Vienne le temps des élections législatives et les mêmes pensées, et les mêmes désirs, et les mêmes iniquités, sont transportées et se commettent sur un plan différent.

 Le député n'est pas le dépositaire des volontés d'une population, au moins de sa majorité 

ce n'est point l'homme désigné par elle pour résoudre ou aider à résoudre les grands problèmes généraux 

c'est l'homme qui multipliera les démarches et les intrigues pour trouver au cousin une situation, lui obtenir la décoration qu'il convoite et si possible augmenter sa pension [...]. 

Le député, en Corse, est pour le peuple montagnard, candide, encore et souvent illettré, une divinité. 

Le député, c'est le détenteur de la manne et son distributeur, c'est l'homme devant qui, amicaux ou craintifs, s'inclinent les ministres, c'est, en un mot, celui qui «s'il le veut» peut nommer un garde-champêtre ou le faire nommer. 

Par là, du moins, il est plus grand que le dernier des empereurs français. 

Un demi-dieu !" 

(H. Vidal, "La politique, ce poison...", Le Figaro, novembre 1927).

Les pressions politiques.

"Nous soussignés MM. Leca Marc-Ange, Leca Antoine- Mathieu, Campana César, Campana Angèle-Marie, Arrighi Antoine-Dominique, Ottavi Octave, Campini François, Campini Bettie, Tomboni François, assistés de la commune d'Arbori, déclarons que avant les élections législatives, certains partisans de la municipalité ont fait pression sur les assistés.

Que par mesure de représaille, le conseil municipal, présumant que lesdits assistés n'avaient pas voté pour leur candidat M. Landry, ont été radiés de la liste des assistés.
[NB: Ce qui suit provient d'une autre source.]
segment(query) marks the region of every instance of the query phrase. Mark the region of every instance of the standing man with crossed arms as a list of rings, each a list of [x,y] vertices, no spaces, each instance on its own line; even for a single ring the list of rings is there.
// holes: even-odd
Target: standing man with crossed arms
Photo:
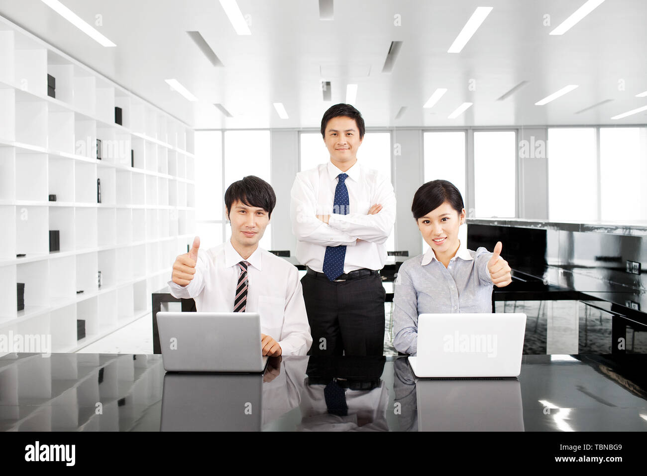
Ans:
[[[225,194],[231,239],[209,249],[193,240],[173,265],[168,282],[178,298],[193,298],[199,312],[258,312],[263,356],[305,356],[312,338],[299,273],[258,246],[276,197],[267,182],[248,176]]]
[[[324,115],[321,133],[330,161],[297,174],[291,218],[312,355],[382,355],[384,297],[378,271],[395,221],[395,196],[386,177],[360,164],[364,122],[350,104]]]

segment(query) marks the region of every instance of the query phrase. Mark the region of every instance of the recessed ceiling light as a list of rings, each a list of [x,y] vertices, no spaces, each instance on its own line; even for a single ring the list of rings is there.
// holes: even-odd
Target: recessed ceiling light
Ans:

Les neuf assistés étaient tous partisans de la candidature Carbuccia.

Arbori, le 16 mai 1932"

Mémoire présenté par M. de Carbuccia relatif à l'élection législative de l'arrondissement d'Ajaccio, mai 1932, pièce justificative 10).

"Je soussigné, Massimi Jean, journalier, électeur inscrit sur les listes électorales de Sainte-Marie-Sicché, arrondissement d'Ajaccio, atteste et certifie qu'au cours de la tournée électorale faite dans ma commune par M. Landry, député sortant, ses représentants qui l'accompagnaient dans cette tournée m'ont promis, si je votais le 1er mai pour M. Landry, de me faire nommer cantonnier.

 Ils m'ont même proposé, si je m'engageais à voter pour M. Landry, de faire un dépôt pour garantir que la promesse à moi faite serait tenue.

Fait de bonne foi à Sainte-Marie-Sicché, le 15 mai 1932".